主要影响参数是：n_estimators棵树、max_features最大特征数。记得把random_state设定为固定值。【随机森林的好处是不容易过拟合，所以计算资源够的话就大量用就行，只不过也有性能上界，所以有时候也打不过CNN。】

rfc = RandomForestClassifier(n_estimators=80,n_jobs=-1,random_state=123)# 这个n_job最好不要用-1（核心全用），你选择一个你cpu核心数一般的值就好了，我的服务器用25就好。
rfc.fit(train_vecs_nor, y_train)
predict = rfc.predict(unlabeled_vecs_nor)

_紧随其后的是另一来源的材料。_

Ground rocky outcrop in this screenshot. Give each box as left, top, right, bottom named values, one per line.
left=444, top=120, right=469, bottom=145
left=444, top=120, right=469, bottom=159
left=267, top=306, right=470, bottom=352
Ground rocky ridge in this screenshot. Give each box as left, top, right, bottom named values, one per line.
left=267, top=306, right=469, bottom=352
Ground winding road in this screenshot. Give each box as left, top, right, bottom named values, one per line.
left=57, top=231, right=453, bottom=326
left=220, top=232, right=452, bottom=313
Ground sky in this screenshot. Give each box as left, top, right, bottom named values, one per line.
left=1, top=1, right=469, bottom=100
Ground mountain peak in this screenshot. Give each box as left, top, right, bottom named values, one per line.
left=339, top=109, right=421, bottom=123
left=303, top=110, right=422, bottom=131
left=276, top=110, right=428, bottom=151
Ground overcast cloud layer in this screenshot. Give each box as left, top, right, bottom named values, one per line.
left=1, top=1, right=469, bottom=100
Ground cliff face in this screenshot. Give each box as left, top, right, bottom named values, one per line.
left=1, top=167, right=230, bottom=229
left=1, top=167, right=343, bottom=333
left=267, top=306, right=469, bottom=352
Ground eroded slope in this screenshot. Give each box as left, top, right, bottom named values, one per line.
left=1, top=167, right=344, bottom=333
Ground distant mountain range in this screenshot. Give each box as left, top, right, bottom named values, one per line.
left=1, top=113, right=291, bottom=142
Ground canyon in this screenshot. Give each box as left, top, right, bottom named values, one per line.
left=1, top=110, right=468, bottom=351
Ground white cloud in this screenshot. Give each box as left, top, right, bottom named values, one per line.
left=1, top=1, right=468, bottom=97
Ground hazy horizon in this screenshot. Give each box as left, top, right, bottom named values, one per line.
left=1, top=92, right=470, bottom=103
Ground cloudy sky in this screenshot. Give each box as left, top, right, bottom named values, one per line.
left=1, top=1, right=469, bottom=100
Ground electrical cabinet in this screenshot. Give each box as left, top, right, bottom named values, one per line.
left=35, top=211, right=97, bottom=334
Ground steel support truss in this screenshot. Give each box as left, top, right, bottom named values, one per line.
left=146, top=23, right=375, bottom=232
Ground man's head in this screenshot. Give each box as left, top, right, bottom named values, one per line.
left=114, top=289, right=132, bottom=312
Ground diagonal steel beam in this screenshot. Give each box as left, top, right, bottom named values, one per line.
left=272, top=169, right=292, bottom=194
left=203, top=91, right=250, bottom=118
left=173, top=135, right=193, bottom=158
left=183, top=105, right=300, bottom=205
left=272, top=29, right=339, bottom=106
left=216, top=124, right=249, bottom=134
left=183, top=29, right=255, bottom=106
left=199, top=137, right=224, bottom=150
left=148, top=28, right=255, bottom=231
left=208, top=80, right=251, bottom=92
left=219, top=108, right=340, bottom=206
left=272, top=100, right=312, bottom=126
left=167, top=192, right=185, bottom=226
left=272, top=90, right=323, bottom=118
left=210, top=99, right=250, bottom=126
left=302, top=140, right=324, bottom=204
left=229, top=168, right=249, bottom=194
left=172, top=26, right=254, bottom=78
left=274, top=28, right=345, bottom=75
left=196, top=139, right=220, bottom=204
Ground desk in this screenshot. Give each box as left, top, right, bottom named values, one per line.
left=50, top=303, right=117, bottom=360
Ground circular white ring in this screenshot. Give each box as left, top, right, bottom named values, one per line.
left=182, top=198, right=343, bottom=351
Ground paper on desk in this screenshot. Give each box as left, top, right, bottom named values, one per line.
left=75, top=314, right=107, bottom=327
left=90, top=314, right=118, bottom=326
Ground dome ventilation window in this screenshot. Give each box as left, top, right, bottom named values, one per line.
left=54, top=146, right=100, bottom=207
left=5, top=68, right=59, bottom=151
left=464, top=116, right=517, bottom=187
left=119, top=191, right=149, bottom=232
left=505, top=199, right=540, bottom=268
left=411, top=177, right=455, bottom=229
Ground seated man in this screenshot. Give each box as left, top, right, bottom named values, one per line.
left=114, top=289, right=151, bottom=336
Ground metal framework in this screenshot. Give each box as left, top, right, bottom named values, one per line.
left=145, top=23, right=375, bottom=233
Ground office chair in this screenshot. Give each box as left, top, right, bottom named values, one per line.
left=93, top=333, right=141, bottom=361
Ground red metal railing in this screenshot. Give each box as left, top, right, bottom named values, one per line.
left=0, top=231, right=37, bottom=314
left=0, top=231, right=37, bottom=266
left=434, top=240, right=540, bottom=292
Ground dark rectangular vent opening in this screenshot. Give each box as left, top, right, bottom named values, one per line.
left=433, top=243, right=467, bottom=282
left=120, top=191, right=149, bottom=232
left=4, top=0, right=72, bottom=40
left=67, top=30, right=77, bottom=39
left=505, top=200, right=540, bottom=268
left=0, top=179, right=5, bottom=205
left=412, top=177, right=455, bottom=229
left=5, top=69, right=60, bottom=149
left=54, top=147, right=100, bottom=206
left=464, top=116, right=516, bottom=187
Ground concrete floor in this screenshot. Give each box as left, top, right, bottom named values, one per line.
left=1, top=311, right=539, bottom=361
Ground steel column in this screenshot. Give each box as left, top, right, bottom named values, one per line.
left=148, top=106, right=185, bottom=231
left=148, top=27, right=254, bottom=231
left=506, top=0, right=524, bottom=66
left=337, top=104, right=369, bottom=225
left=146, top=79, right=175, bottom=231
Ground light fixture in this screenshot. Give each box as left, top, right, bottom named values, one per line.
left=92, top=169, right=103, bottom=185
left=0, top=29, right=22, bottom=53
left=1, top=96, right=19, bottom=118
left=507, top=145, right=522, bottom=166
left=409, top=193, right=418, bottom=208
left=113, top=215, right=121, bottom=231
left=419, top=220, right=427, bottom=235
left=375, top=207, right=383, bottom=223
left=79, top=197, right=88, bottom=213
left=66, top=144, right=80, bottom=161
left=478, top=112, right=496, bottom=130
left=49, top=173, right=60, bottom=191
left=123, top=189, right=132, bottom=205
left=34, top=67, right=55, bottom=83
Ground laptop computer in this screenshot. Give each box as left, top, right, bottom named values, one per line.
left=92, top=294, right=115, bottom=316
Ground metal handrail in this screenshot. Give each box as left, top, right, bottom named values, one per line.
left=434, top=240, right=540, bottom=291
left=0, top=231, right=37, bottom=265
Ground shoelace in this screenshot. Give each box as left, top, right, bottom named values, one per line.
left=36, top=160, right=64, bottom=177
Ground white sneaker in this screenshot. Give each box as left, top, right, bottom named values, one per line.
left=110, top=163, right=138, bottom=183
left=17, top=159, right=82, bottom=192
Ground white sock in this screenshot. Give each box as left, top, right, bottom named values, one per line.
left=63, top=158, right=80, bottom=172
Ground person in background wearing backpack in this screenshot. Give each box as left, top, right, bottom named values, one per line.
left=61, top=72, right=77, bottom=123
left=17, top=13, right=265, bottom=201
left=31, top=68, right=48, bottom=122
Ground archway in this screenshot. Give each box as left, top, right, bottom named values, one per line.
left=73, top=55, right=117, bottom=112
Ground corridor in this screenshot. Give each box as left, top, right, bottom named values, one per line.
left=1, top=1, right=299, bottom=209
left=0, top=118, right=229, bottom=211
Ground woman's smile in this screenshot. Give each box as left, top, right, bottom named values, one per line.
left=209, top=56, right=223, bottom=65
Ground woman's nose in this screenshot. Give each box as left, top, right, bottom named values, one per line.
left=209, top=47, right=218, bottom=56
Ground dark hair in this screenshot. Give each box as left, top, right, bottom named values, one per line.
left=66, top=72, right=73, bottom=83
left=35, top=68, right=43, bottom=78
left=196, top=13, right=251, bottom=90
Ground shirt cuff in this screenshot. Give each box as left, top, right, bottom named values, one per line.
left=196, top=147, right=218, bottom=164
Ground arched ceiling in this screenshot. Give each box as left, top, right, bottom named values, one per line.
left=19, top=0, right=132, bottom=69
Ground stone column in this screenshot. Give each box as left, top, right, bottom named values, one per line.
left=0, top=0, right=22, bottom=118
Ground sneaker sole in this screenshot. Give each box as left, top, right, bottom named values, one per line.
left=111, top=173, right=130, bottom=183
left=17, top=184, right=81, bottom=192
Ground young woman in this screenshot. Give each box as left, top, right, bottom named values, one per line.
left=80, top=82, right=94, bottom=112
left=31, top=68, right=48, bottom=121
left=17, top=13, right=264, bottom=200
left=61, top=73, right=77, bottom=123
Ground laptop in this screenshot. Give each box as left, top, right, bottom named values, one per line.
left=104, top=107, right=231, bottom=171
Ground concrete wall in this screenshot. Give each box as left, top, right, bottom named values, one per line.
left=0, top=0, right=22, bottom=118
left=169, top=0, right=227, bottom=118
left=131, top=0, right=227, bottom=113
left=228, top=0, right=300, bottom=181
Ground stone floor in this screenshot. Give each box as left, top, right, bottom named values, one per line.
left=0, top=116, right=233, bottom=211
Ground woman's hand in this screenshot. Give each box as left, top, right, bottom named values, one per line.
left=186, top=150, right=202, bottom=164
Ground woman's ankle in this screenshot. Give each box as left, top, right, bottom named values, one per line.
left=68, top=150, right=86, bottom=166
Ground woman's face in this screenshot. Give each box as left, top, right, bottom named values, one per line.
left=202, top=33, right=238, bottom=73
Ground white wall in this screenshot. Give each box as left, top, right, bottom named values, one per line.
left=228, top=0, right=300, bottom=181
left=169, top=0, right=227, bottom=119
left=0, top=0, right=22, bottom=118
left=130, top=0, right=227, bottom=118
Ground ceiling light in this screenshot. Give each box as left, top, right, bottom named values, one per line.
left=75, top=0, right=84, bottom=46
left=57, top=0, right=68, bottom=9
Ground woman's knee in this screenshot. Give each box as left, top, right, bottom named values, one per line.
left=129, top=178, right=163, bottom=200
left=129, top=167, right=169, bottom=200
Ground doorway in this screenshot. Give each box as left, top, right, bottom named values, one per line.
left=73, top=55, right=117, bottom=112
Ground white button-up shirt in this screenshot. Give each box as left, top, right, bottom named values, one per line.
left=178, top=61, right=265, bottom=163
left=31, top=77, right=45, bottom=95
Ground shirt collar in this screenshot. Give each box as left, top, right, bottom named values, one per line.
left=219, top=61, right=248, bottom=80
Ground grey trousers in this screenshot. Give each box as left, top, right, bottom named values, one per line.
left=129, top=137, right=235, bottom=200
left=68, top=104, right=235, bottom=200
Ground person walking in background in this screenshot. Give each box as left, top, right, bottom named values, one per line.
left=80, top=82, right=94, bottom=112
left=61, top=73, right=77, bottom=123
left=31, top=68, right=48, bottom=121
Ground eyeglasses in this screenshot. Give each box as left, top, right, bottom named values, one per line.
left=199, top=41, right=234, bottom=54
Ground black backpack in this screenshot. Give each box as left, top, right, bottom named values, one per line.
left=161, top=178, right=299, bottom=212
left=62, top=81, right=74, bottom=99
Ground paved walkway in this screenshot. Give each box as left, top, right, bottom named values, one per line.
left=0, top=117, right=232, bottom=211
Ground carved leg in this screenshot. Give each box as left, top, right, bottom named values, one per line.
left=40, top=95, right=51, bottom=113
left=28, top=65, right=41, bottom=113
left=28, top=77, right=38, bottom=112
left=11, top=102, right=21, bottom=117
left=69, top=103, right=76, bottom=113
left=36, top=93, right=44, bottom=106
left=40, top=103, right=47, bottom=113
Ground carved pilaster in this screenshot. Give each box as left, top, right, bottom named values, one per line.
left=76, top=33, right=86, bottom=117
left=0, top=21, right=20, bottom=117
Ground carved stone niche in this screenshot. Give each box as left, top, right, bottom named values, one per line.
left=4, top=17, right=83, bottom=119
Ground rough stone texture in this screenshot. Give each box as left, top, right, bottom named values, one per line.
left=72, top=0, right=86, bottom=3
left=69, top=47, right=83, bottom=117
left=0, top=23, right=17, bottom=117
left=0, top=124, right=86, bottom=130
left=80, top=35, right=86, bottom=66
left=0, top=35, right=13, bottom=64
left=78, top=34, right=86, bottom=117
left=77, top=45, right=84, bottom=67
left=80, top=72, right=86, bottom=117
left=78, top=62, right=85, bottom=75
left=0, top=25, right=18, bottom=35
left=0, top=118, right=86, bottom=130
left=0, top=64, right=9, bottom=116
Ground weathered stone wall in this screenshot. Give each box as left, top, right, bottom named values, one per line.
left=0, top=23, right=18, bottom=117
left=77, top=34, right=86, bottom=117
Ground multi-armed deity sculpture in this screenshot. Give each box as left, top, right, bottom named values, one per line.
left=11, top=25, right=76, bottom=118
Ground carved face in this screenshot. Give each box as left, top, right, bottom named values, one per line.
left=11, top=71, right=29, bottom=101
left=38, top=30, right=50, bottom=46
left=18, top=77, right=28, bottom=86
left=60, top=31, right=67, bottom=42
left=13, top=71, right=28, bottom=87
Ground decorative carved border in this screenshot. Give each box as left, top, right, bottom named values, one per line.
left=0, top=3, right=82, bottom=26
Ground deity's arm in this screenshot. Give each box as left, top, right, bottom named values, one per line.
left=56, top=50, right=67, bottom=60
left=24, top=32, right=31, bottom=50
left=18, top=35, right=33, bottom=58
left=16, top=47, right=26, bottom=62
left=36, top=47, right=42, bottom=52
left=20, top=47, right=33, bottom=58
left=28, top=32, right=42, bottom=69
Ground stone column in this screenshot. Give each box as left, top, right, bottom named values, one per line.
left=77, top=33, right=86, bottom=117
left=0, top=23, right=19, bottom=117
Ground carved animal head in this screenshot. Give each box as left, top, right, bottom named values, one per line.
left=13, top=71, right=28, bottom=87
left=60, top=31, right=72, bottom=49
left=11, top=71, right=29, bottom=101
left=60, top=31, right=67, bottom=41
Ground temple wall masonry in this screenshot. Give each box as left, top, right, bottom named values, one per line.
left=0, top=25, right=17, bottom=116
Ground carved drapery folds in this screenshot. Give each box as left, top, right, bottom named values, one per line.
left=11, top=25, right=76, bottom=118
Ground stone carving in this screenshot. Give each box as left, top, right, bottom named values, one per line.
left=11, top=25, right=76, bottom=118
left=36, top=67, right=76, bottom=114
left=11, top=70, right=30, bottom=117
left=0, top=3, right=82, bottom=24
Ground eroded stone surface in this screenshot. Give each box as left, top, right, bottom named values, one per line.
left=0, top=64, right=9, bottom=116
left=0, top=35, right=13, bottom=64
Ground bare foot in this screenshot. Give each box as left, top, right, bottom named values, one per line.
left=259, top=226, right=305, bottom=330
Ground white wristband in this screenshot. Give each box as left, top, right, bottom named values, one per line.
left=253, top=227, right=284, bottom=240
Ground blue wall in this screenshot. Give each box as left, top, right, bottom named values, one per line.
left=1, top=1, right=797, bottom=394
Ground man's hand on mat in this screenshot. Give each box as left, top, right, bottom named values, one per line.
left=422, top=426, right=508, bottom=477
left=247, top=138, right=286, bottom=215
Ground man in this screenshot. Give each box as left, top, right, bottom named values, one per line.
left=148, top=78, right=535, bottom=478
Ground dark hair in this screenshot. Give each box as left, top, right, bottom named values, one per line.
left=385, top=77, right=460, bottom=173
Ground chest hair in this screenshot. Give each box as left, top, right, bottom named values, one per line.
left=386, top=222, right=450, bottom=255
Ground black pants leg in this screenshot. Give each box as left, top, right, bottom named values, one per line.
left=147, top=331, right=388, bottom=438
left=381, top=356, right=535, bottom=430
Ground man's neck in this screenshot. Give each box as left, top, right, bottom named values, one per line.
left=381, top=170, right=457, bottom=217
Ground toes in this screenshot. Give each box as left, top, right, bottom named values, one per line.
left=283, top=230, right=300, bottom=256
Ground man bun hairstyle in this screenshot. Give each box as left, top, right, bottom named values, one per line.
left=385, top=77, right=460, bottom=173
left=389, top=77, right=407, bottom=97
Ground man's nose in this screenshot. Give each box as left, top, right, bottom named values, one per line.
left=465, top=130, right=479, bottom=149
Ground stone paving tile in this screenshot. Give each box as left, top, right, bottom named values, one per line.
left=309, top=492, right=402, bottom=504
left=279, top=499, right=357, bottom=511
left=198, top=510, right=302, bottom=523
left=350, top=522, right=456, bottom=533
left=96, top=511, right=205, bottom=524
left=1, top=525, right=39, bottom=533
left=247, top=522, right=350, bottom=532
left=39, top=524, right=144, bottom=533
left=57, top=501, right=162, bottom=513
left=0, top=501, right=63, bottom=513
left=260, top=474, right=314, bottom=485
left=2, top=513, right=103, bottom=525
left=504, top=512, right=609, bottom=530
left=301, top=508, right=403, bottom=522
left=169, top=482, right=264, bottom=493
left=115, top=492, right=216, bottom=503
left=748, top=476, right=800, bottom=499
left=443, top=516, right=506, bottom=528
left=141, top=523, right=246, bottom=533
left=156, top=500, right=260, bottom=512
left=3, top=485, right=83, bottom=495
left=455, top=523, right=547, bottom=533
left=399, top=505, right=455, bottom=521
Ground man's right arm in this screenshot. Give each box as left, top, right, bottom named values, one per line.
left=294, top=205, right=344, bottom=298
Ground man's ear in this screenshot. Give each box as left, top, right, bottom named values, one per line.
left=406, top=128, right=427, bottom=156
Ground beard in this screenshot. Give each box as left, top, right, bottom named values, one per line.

随机森林参数调优（一博客推荐抓住：max_features最大特征数、n_estimators子树的个数，汇总子树的结果，通过投票或平均产生最终结果、min_sample_leaf最小叶节点个数、max_leaf_nodes最大叶子个数，这与纯度有关的，比较有用）参考文献

class sklearn.ensemble.RandomForestClassifier(n_estimators=10, criterion='gini', max_depth=None, min_samples_split=2, min_samples_leaf=1, min_weight_fraction_leaf=0.0, max_features='auto', max_leaf_nodes=None, min_impurity_split=1e-07, bootstrap=True, oob_score=False, n_jobs=1, random_state=None, verbose=0, warm_start=False, class_weight=None)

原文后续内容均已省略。